Dantes Ankunft am Grund der Hölle erinnerte mich an einen anderen Hintergrund (erlauben Sie mir die Häresie): den des Ministertreffens am 22. April. wer liest A Göttliche Komödie Er erkennt, dass die Schaffung dieses Raums neben den ursprünglichen Dämonen die Anwesenheit funktionsfähiger kleiner Teufel erforderte, um die Maschinerie in Betrieb zu halten: die Öfen, die geschärften Heugabeln, die Folter der Gefangenen, diese Dinge. Sie sind zweitklassige kleine Teufel, ohne jede Größe, unterwürfig. Das war es, was man dort sah: unverschämte, eitle Teufel, die aber in der Lage waren, viel Schaden anzurichten, die ihre mutwilligen Teufel vor ihrem dreiköpfigen Anführer für die Nachwelt festhielten, Vernunft kauten, Anstand in ihrem schwefelhaltigen Mund, und in der Mitte der Brasilianer Menschen.

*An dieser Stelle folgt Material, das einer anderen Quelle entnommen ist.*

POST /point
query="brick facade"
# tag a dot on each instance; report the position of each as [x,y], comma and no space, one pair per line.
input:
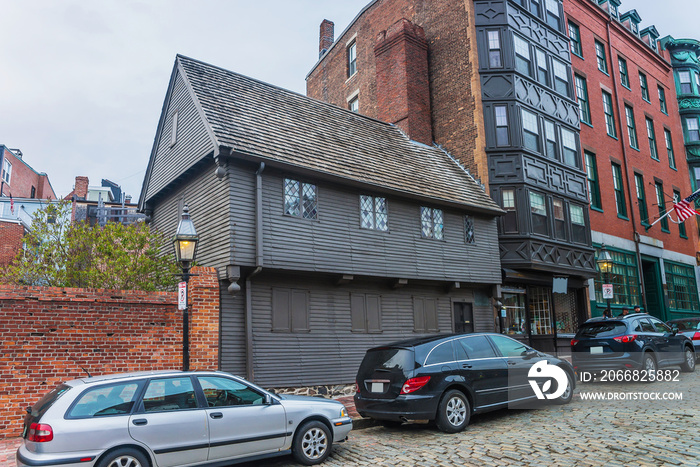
[48,333]
[455,92]
[11,234]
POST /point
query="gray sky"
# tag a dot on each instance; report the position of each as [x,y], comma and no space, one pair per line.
[82,82]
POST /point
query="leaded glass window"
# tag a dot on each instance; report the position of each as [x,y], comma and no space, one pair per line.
[431,223]
[300,199]
[373,213]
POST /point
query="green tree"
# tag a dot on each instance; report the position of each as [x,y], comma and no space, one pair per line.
[58,253]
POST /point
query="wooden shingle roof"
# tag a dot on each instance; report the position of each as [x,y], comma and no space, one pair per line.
[255,118]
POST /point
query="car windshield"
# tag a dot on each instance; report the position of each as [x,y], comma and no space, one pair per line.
[602,329]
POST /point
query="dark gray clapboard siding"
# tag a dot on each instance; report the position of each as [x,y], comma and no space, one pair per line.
[208,201]
[232,325]
[335,243]
[193,141]
[330,353]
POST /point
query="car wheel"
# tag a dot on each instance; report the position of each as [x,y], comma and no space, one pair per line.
[649,366]
[125,457]
[453,412]
[568,393]
[688,364]
[312,443]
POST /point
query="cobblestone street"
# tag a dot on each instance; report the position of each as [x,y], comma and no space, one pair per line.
[584,433]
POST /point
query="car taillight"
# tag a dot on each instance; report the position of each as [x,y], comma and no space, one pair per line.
[40,433]
[626,339]
[414,384]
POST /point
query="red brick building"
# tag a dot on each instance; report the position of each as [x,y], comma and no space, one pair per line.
[633,147]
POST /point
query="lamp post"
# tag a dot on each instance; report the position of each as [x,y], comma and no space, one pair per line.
[185,243]
[605,263]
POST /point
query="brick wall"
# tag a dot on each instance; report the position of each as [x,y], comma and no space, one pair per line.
[10,241]
[455,93]
[48,333]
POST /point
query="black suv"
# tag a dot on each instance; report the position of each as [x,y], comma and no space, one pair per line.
[637,341]
[449,378]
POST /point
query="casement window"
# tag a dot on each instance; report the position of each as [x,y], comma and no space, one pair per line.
[352,58]
[553,14]
[469,229]
[495,54]
[681,225]
[373,213]
[578,223]
[661,203]
[561,77]
[619,191]
[510,220]
[365,313]
[684,82]
[662,100]
[425,314]
[559,219]
[354,104]
[641,199]
[682,286]
[502,132]
[542,70]
[568,143]
[531,131]
[624,76]
[523,58]
[538,211]
[692,129]
[600,57]
[6,170]
[651,135]
[593,185]
[575,39]
[669,149]
[582,98]
[300,199]
[431,223]
[290,310]
[644,86]
[609,115]
[631,128]
[550,140]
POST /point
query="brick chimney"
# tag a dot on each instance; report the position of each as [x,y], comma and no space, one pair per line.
[81,184]
[326,37]
[403,89]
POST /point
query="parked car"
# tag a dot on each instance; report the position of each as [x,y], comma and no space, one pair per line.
[447,379]
[689,327]
[637,341]
[175,418]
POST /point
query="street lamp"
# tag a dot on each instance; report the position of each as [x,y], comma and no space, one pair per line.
[185,243]
[605,263]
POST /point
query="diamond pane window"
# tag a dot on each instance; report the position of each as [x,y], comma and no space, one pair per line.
[431,223]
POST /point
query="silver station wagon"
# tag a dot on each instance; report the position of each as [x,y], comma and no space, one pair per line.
[175,418]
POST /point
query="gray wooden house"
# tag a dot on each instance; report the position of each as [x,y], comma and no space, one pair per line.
[332,232]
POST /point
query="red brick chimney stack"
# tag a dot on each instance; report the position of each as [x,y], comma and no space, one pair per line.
[326,37]
[403,89]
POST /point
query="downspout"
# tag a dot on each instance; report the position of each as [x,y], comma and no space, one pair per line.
[621,113]
[258,267]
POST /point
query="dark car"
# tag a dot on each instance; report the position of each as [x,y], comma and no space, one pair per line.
[446,379]
[633,342]
[689,327]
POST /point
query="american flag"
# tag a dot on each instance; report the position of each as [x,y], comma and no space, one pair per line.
[683,208]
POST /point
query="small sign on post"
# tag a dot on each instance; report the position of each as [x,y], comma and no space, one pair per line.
[607,292]
[182,295]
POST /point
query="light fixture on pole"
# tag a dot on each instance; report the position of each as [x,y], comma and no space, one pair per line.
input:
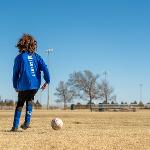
[48,51]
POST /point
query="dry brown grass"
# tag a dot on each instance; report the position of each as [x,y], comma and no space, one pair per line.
[82,130]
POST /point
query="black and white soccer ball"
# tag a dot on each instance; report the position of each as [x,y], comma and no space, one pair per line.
[56,123]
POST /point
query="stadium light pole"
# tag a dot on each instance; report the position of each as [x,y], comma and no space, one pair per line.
[141,85]
[48,51]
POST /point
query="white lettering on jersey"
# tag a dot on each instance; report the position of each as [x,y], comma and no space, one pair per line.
[30,59]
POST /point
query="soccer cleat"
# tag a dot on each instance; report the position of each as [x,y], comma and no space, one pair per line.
[13,129]
[25,126]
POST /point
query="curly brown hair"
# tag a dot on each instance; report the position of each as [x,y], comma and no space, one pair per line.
[27,43]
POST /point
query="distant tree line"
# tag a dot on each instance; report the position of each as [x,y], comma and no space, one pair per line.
[8,102]
[85,86]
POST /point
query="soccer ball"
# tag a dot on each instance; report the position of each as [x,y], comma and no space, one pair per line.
[56,123]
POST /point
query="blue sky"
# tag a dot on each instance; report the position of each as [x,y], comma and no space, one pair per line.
[98,35]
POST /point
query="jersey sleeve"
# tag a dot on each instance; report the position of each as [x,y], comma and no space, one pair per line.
[44,68]
[16,69]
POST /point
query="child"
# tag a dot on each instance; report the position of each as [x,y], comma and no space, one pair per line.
[27,78]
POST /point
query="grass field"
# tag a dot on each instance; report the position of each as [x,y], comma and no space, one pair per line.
[83,130]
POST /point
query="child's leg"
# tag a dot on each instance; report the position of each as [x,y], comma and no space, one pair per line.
[18,110]
[28,114]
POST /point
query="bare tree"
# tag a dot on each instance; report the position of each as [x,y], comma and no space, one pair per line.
[106,91]
[86,85]
[64,93]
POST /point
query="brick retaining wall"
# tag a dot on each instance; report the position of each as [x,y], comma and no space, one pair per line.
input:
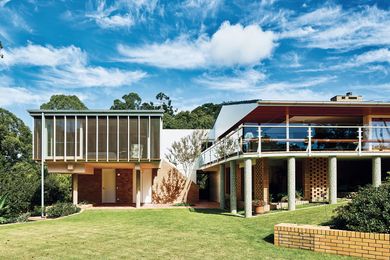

Möge der Geist von Odysseus und Dante uns gemeinsam helfen.
* Flavio Aguiar ist Schriftstellerin, pensionierte Professorin für brasilianische Literatur an der USP und Autorin unter anderem von Chroniken einer auf den Kopf gestellten Welt (Boitempo).
Hinweis:
Die Professorin für Italienisch am FFLCH/USP, Maria Cecília Casini, lud mich freundlicherweise ein, an einer Lesesitzung mit Auszügen aus teilzunehmen Die Göttliche Komödie von Dante. Die Sitzung ist offen für Lesungen des Originals und für Übersetzungen in mehrere Sprachen. Meine Begleiterin Zinka Ziebell las die Episode von Paolo und Francesca (Gesang V des Inferno) in deutscher Übersetzung. Ich meinerseits bin zu einer meiner Lieblingspassagen gegangen, ebenfalls aus der Inferno, der Bericht über die letzte Reise des Odysseus.